5.3 Validity of General-Purpose Anomaly Detection

In the evaluation, the NSD value is calculated for normal and abnormal days. On normal days, there seems to be no incident affecting the network. On abnormal days, an incident may have occurred. In the evaluation, June 24–25, 2018, and June 22–24, 2019 are selected as normal days, while October 17, 2018, November 22, 2018, and July 6–8, 2019 are selected as abnormal days. Using the data on those days, this paper tries to detect event traffic and DDoS attacks. On October 17, 2018, connection failure to YouTube [18] occurred. On November 22, 2018, there was a campus festival of the university that accommodates the measurement NOC. At the end of June 2019, a UDP reflection/amplification attack using ARMS (Apple Remote Management Service) was observed around the world [19]. This attack was also observed at the university. The university blocked communications for ARMS on July 9, 2019. Therefore, it is assumed that an abnormal state due to the attack was observed just before July 9, 2019. Tables 2 and 3 show the normal and abnormal dates and their training data. If the prediction model created with the data of the normal days is used to predict the data of the abnormal days, the difference between the measured data and the predicted data should be large.

Table 2. Dates of event traffic and normal traffic.
Table 3. Dates of DDoS traffic and normal traffic.

Figure 12 shows the result of the evaluation.
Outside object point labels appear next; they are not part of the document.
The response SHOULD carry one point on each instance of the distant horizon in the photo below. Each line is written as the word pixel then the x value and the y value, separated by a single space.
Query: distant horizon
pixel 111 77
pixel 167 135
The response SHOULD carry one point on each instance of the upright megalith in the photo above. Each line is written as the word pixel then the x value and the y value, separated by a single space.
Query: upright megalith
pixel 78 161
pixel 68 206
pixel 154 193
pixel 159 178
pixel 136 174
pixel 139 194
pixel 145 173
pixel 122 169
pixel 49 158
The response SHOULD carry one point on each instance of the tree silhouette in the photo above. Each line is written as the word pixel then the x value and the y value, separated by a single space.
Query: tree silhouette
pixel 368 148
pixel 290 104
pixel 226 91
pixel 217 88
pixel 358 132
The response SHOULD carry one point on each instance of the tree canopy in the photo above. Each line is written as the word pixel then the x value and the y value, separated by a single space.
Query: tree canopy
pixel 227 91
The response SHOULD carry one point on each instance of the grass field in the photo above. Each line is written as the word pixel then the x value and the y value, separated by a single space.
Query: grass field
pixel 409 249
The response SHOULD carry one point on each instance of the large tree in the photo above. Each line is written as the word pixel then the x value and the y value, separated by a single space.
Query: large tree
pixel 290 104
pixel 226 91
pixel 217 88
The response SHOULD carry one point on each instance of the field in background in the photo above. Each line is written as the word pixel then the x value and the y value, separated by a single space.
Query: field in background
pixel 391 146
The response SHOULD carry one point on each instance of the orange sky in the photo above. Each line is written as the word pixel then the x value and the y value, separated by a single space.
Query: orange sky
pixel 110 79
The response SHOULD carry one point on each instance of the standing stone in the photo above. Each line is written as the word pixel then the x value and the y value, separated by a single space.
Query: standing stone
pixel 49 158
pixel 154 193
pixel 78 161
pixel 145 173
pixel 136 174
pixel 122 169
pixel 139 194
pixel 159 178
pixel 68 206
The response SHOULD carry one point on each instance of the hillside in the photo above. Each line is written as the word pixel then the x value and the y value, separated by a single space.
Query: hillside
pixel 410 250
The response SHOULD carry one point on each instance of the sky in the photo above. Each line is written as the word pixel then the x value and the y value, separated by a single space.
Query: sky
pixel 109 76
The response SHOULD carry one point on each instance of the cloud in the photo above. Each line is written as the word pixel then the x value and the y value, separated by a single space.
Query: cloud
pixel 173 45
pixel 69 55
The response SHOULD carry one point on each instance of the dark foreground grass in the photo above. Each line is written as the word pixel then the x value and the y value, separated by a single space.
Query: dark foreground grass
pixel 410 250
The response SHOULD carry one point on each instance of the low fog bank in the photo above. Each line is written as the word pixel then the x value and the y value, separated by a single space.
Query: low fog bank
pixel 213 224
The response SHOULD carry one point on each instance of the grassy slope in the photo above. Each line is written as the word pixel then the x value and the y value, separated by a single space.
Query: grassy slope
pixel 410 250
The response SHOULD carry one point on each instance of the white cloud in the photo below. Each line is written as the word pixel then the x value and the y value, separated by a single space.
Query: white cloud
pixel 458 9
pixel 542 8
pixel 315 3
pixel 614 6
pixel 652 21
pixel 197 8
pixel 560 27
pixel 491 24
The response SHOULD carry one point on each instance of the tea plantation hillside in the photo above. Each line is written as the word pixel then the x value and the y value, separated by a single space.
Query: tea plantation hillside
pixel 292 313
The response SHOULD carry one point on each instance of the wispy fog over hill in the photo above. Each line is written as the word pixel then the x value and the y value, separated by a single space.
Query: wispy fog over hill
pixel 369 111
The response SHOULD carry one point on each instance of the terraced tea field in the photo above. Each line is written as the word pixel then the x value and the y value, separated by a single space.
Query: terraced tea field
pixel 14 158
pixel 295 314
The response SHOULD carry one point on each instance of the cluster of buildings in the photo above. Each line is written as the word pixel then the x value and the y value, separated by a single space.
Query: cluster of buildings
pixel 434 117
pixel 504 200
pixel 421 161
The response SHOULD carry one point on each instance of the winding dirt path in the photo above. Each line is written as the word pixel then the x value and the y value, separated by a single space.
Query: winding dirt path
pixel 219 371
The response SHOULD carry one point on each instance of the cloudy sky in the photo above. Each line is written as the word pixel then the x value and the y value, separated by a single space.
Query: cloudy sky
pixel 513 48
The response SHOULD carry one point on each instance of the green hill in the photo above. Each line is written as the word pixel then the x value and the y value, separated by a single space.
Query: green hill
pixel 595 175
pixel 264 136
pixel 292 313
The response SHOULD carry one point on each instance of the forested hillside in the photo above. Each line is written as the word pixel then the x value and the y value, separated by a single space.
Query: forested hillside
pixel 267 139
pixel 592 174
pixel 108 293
The value on top of a bar is the average NSD value of all “path aggregates” on each day. The NSD values on the days marked as “Event” (October 17 and November 22, 2018) are larger than those of the normal days. The NSD values on the days marked as DDoS attack are larger than those of the normal days. The NSD values on June 22–25 are all below 0.40, but those on July 6–8 are all above 0.43. Furthermore, the maximum NSD value for the six days is observed on July 8 (0.443), the day before the university settled the DDoS attacks. This indicates that the flows on the abnormal days cannot accurately be predicted. In other words, the behavior on the abnormal days was different from that of the normal days. This result shows that GAMPAL can detect anomalies caused by the event traffic and the DDoS attack.

Fig. 12.
figure 12

Result of evaluation.

6 Conclusion

This paper proposed a general-purpose anomaly detection mechanism for Internet backbone traffic based on a LSTM-RNN-based prediction model. To make GAMPAL scalable to the number of the Internet full routes, each flow is mapped to a single path aggregates identified with the first three AS numbers of the AS_PATH attribute of the BGP RIB. This paper evaluated the validity of GAMPAL using the observed flow data and the BGP RIBs exported from the WIDE backbone network (AS2500), a nation-wide backbone network for research and educational organizations in Japan. The evaluation showed that when a stub organization of the backbone network suffers from DDoS attacks, the difference between the predicted and observed values is significantly different. Therefore, GAMPAL properly reflected the state of the Internet backbone with only the traffic throughput.